Por algum tempo fiquei parado, olhando para ela e pensando se aquele momento era real.  Em minha imaginação Maria Thereza tornara-se um símbolo, uma deusa da trova, quase que uma personagem que não pertencia ao mundo real.  Mas ela estava ali, bem na minha frente! Custei a crer que fosse a mesma dos jornais velhos, que me inspirou a fazer trovas!  Ela me recebeu com carinho e alegria, valorizou minha poesia, me fez sentir importante.  Desde então, já por uns 25 anos, tenho tido o privilégio de sua amizade e recebido dela consideração especial: cartas escritas à mão como nos bons tempos, entrevista no jornal “O Radar”, uma trova minha ilustrando suas aulas de trova em seu livro “Segredos do Bom Trovar – 1989”, a inclusão de trovas em suas colunas (sempre me envia os recortes), e publicação de diversas trovas minhas nos adesivos das pastilhas Alabarda, o que fez com que uma delas se tornasse bem conhecida e divulgada em muitos sites e perfís do Orkut:

 

Por natureza, enganosa,
meiga e boa – quando quer!
Fogo e gelo, espinho e rosa...
Anjo e demônio: Mulher!

 

            Agora sei mais sobre minha personagem: nasceu em São Paulo, em 1929, poeta desde a infância, advogada, jornalista, tradutora, conferencista, ecologista e escritora, sua verdadeira paixão. Em 11/09/1969, fundou, com a colaboração de Amaryllis Schloenbach, prima e amiga inseparável, a Seção Municipal de São Paulo da União Brasileira dos Trovadores - UBT, a qual presidiu até 1976 (por motivos que desconheço, e sobre os quais não encontrei referências, a UBT seção São Paulo não reconhece esse período e considera sua fundação em 1979, tendo como primeiro presidente Izo Goldman, meu prezado amigo).

             

            Desde 1973, Maria Thereza Cavalheiro tem publicado sua coluna “Trovas” em diversos jornais e revistas da capital paulista.

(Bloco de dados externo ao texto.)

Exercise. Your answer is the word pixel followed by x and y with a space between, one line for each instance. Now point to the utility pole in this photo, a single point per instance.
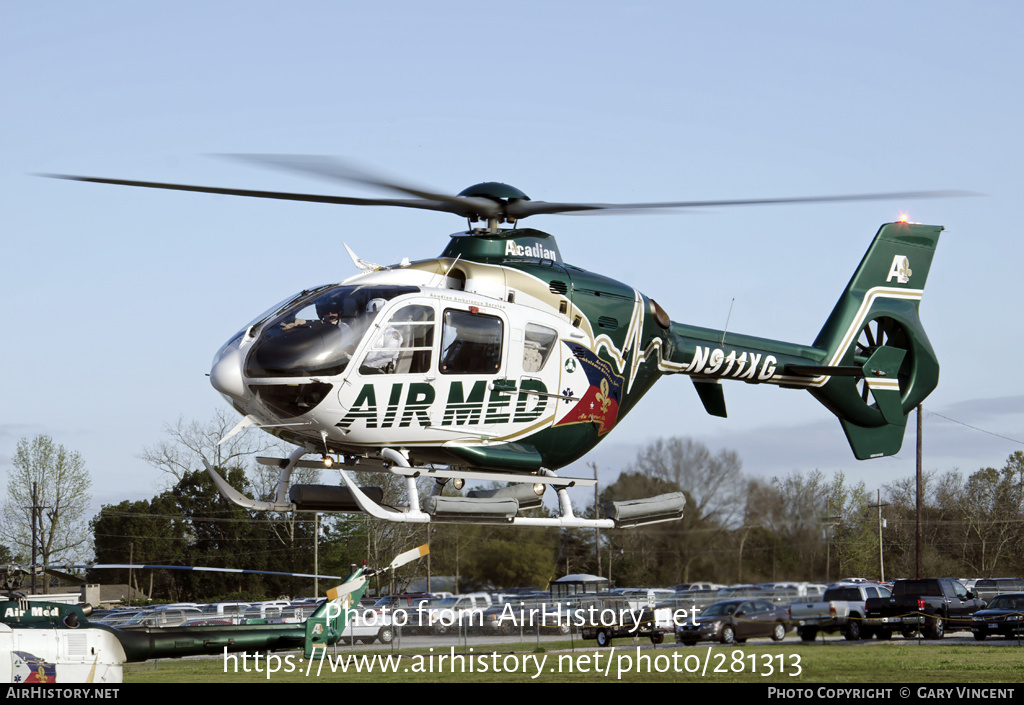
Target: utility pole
pixel 829 522
pixel 882 565
pixel 920 540
pixel 597 532
pixel 35 511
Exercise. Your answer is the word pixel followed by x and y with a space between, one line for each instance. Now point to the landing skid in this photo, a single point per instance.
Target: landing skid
pixel 501 506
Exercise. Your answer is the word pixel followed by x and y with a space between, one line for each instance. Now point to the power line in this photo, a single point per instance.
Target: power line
pixel 998 436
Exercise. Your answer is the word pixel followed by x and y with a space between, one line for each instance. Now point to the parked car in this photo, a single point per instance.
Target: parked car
pixel 842 609
pixel 932 605
pixel 987 588
pixel 732 621
pixel 1004 616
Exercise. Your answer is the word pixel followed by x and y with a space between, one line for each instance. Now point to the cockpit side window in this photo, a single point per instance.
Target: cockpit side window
pixel 403 344
pixel 471 343
pixel 537 346
pixel 317 334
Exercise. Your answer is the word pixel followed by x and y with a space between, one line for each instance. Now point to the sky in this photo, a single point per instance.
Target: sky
pixel 116 299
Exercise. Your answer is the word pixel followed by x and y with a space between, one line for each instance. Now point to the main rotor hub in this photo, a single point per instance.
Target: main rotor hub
pixel 495 191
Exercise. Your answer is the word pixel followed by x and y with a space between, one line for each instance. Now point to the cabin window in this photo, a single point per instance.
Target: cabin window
pixel 539 342
pixel 403 344
pixel 471 343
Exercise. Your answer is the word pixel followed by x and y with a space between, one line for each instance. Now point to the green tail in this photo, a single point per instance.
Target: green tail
pixel 876 328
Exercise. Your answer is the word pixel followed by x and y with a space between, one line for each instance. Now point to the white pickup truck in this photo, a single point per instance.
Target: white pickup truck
pixel 841 609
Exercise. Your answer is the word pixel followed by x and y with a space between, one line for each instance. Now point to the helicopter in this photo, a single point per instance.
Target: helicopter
pixel 56 643
pixel 499 361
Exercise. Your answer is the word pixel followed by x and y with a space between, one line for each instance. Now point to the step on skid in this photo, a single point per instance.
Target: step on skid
pixel 479 506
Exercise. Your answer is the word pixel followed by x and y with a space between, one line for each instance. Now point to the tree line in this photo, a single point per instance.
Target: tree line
pixel 735 529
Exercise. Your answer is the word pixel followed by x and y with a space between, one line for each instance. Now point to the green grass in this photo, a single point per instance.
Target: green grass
pixel 895 662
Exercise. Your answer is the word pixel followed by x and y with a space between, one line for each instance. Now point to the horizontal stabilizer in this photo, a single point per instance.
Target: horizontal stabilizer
pixel 650 510
pixel 712 396
pixel 523 494
pixel 457 509
pixel 330 497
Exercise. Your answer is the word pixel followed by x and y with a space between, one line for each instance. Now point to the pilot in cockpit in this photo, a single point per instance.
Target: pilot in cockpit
pixel 386 347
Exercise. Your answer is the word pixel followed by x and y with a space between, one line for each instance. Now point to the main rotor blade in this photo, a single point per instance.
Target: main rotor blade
pixel 521 209
pixel 201 569
pixel 337 169
pixel 459 209
pixel 409 556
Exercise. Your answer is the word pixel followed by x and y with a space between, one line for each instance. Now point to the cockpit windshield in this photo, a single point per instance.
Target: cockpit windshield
pixel 317 334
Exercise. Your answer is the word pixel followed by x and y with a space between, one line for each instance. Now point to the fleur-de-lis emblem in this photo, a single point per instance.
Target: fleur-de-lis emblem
pixel 602 396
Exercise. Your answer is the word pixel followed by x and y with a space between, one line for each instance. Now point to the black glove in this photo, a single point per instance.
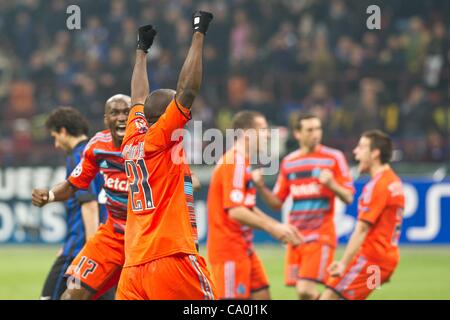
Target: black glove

Manteve por mais de 30 anos sua coluna poética no jornal “O Radar” de Apucarana PR, até dezembro de 2009, quando o jornal infelizmente foi extinto.  Desde 2004, em sua coluna na revista “Bali”, do amigo Kleber Leite, Itaocara RJ, continua fazendo o que sempre fez:  trabalhar pela poesia, dando a conhecer poetas e suas obras.  Detentora de inúmeras premiações e colecionando láureas em reconhecimento de seu trabalho, Maria Thereza parece não se importar

muito com a estranha ausência de reconhecimento por parte de algumas elites da trova.

 

            E ela não precisa mesmo! Sua carta de recomendação são seus 64 anos dedicados à causa poética, e todos os resultados conseguidos em favor desta.  Entre tantos outros poetas sou beneficiário de seu trabalho abnegado, feito com amor e carinho, e considero-me seu eterno devedor, por não ter absolutamente como retribuir tudo o que fez e continua fazendo por mim, a não ser com minha gratidão e amizade.  Ela continua muito ativa nos seus 82 anos e certamente ainda contribuirá muito para o crescimento da trova, valorizando o talento de novos poetas e dando exemplo de altruísmo e amor à arte.

 

            Maria Thereza Cavalheiro merece o reconhecimento e o aplauso de todos os poetas do Brasil.  Que Deus a conserve assim por muitos e muitos anos!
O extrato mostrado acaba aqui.